11) many abbreviations (e.g RTP, DDI, SAD/MAD) are not defined, defined twice or more, or used and then defined later in the text.

We revised to provide definitions for acronyms.

REVIEWER 2

Comments and Suggestions for Authors

This is an interesting comprehensive review demonstrating the clinical and pharmacological profiles of the currently approved oral antivirals for treatment of COVID-19.

Thank you.

Round 2

Reviewer 1 Report

The authors have done a good job of revising the manuscript, which is now clearer and easier to follow. They have responded well to all comments, with the exception of the following:

Line 103 – the mechanism of action of NHCTP for chain termination is not controversial – there is no evidence of chain termination and it is generally accepted as a viral mutagen. NHCTP should be removed from this phrase. Line 106 should be modified to state clearly that chain termination does not occur following NHCTP incorporation.

Author Response

Thank you for your comments regarding the manuscript.  Lines 103-108 were revised in response to the reviewer's comments.

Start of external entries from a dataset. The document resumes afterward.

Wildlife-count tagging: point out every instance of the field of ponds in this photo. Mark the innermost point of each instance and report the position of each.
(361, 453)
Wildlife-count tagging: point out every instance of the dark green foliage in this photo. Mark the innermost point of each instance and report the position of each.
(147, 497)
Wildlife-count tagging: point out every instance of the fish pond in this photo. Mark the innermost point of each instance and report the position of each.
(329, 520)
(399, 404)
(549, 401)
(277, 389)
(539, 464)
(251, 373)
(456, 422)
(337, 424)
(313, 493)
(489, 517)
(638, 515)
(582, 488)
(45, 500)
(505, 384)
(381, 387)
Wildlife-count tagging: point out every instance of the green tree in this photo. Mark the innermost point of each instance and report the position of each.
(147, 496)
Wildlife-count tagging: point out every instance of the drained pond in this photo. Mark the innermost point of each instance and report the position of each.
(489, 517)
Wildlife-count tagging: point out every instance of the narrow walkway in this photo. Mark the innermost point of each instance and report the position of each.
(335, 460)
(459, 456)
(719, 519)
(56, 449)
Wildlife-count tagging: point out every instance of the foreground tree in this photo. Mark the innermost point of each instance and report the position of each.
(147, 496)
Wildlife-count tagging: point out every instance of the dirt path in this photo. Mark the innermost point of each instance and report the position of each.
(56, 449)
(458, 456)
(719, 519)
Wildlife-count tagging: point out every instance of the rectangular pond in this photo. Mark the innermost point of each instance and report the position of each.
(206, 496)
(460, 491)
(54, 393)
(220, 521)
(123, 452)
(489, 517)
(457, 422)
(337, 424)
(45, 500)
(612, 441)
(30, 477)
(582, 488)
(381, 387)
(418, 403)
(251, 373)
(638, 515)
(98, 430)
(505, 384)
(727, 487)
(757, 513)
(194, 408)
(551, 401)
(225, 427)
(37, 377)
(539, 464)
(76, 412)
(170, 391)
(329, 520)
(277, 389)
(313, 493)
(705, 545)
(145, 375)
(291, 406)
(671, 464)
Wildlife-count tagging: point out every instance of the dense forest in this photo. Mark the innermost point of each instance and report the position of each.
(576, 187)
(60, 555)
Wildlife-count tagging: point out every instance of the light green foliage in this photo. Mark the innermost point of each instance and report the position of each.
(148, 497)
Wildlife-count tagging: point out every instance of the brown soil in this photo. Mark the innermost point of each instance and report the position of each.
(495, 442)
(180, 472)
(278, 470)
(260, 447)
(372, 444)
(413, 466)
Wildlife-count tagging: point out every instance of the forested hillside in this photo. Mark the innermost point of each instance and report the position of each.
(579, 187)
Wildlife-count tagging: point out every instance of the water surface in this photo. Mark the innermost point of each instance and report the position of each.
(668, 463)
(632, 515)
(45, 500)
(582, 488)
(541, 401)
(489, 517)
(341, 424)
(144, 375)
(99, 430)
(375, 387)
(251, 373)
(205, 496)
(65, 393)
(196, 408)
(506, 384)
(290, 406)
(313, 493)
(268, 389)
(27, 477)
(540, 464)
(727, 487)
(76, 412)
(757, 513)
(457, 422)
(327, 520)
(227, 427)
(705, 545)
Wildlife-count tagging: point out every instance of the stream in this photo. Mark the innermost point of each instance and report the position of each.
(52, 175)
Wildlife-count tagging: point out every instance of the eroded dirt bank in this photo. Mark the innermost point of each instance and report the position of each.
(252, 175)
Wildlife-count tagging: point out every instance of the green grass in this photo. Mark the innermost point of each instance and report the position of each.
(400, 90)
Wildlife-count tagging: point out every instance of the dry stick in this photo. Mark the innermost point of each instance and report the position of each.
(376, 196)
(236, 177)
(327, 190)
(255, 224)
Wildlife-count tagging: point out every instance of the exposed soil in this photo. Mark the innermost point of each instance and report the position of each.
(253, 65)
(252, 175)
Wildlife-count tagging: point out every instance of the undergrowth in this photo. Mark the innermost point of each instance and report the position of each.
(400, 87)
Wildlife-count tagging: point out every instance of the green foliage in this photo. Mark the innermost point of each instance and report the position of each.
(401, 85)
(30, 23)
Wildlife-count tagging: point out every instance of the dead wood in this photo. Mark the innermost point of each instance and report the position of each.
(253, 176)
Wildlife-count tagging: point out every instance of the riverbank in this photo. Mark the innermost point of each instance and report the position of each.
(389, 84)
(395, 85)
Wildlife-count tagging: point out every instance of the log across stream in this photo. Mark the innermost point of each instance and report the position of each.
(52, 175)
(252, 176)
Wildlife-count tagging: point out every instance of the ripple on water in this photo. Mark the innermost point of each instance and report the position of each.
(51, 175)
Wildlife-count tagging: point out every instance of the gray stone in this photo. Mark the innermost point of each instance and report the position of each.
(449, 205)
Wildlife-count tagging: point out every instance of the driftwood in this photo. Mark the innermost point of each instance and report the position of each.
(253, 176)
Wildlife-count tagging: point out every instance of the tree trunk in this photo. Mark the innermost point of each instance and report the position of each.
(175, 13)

For convenience, the revised text is copied just below:

Whether FTP acts as a terminator of RNA chain elongation is controversial. In vitro studies demonstrated chain termination when multiple, consecutive FTP were incorporated into a growing RNA [14, 15]. However, consecutive incorporation of FTP is unlikely in the cellular environment where guanosine triphosphate (GTP) and adenosine triphosphate (ATP) are present and compete with FTP [14].  NHCTP incorporation does not lead to chain termination [17, 19]. Lethal mutagenesis, also called error catastrophe, is the most critical mechanism of action for both Favipiravir and Molnupiravir.